Today, Stagliano is the nation's leading director of hard-core videos, a porn auteur whose distinctive cinema verite style of filmmaking has been widely imitated. His videos cost about $8,000 to produce--and often earn him 30 times that amount. Stagliano shoots without a crew, edits the films himself, and performs in them. He also is a major contributor to the Cato Institute, a well-known think tank in Washington, D.C., where he regularly discusses policy issues with its economists.
Stagliano's company, Evil Angel Video, has become a veritable United Artists of porn, distributing the work of other top directors. Evil Angel sold about half a million videos last year. At its modern Southern California warehouse, hundreds of VCRs, stacked floor to ceiling, run 24 hours a day, five days a week, churning out copies of hard-core films.
A great deal has been written about pornography, both pro and con. A new movie about the life of Larry Flynt, the publisher of Hustler magazine, has once again raised the issue of pornography and the First Amendment. But much less attention has been given to the underlying economics of porn, to porn as a commodity, the end product of a modern industry that arose in this country after the Second World War and has grown enormously ever since.
Critics of the sex industry have long attacked it for being "un-American"--and yet there is something quintessentially American about it: the heady mix of sex and money, the fortunes quickly made and lost, the new identities assumed and then discarded, the public condemnations of a private obsession. Largely fueled by loneliness and frustration, the sex industry has been transformed from a minor subculture on the fringes of society into a major component of American popular culture.
Meese formation. More than a decade ago, Attorney General Edwin Meese III's Commission on Pornography issued its controversial report, asserting that sexually explicit materials were harmful and calling for strict enforcement of the federal obscenity laws. The report prompted President Ronald Reagan to launch one of the most far-reaching assaults on porn in the nation's history, a campaign that continued under President George Bush.
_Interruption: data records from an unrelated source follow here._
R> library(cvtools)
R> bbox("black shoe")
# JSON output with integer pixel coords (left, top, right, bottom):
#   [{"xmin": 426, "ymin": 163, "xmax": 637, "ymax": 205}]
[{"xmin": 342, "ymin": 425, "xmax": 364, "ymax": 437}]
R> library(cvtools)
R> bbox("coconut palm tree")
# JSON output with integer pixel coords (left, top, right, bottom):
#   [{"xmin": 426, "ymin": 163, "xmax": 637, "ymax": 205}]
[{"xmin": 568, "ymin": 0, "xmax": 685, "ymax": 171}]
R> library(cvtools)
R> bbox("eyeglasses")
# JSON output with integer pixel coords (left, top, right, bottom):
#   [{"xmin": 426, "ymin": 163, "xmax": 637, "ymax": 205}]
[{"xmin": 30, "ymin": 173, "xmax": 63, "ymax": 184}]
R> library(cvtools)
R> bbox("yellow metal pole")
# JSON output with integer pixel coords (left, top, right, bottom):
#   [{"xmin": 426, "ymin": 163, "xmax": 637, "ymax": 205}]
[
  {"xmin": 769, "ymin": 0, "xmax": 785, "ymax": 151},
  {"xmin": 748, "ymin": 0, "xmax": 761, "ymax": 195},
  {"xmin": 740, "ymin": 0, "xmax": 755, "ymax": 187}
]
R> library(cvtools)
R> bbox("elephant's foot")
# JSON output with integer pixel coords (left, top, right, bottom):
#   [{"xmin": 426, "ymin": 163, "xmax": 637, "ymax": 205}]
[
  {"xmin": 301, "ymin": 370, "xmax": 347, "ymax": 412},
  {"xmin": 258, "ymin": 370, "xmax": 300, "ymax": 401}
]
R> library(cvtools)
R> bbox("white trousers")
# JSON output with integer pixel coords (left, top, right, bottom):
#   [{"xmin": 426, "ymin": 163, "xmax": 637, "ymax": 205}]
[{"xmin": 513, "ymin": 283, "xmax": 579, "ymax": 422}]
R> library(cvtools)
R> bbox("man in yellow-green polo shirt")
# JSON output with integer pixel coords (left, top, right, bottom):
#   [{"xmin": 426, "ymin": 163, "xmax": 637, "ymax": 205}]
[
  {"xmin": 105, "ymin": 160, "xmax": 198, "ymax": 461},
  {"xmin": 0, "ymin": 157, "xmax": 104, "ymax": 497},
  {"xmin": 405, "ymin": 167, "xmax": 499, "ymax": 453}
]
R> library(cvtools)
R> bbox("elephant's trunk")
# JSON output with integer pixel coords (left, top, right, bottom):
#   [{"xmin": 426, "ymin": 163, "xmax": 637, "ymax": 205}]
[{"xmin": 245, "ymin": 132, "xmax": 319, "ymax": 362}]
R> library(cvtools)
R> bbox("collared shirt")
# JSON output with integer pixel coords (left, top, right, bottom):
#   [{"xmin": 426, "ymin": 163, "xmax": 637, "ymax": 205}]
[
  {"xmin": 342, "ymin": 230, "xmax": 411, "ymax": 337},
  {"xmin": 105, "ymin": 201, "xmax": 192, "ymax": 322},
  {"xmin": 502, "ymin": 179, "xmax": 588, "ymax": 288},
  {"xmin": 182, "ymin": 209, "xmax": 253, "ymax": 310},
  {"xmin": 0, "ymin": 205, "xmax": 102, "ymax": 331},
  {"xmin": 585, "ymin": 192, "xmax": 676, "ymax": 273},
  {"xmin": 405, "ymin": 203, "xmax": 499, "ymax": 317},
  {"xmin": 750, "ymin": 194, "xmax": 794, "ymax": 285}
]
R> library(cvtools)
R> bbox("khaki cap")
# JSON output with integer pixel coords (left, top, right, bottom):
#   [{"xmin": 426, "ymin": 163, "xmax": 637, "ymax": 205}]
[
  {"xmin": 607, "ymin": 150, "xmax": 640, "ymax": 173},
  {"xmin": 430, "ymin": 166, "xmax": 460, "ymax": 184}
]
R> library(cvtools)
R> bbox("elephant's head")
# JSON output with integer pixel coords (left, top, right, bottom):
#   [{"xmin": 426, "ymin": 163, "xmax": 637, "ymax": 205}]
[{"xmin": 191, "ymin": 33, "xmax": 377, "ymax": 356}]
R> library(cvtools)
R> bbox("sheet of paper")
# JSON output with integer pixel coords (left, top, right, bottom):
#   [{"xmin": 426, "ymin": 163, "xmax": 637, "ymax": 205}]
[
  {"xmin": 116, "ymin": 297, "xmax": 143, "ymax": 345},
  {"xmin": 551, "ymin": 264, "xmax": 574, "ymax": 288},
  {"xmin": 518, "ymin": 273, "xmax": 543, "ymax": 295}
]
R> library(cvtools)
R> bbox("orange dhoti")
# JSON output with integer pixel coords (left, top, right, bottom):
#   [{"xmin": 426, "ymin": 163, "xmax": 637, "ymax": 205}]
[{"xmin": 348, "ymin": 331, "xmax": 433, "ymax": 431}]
Hundreds of producers, distributors, and retailers in the sex industry were indicted and convicted. Many were driven from the business and imprisoned.
The Reagan-Bush war on pornography coincided, however, with a dramatic increase in America's consumption of sexually explicit materials. According to Adult Video News, an industry trade publication, the number of hard-core-video rentals rose from 75 million in 1985 to 490 million in 1992. The total climbed to 665 million, an all-time high, in 1996. Last year Americans spent more than $8 billion on hard-core videos, peep shows, live sex acts, adult cable programming, sexual vices, computer porn, and sex magazines--an amount much larger than Hollywood's domestic box office receipts and larger than all the revenues generated by rock and country music recordings. Americans now spend more money at strip clubs than at Broadway, off-Broadway, regional, and nonprofit theaters; at the opera, the ballet, and jazz and classical music performances--combined.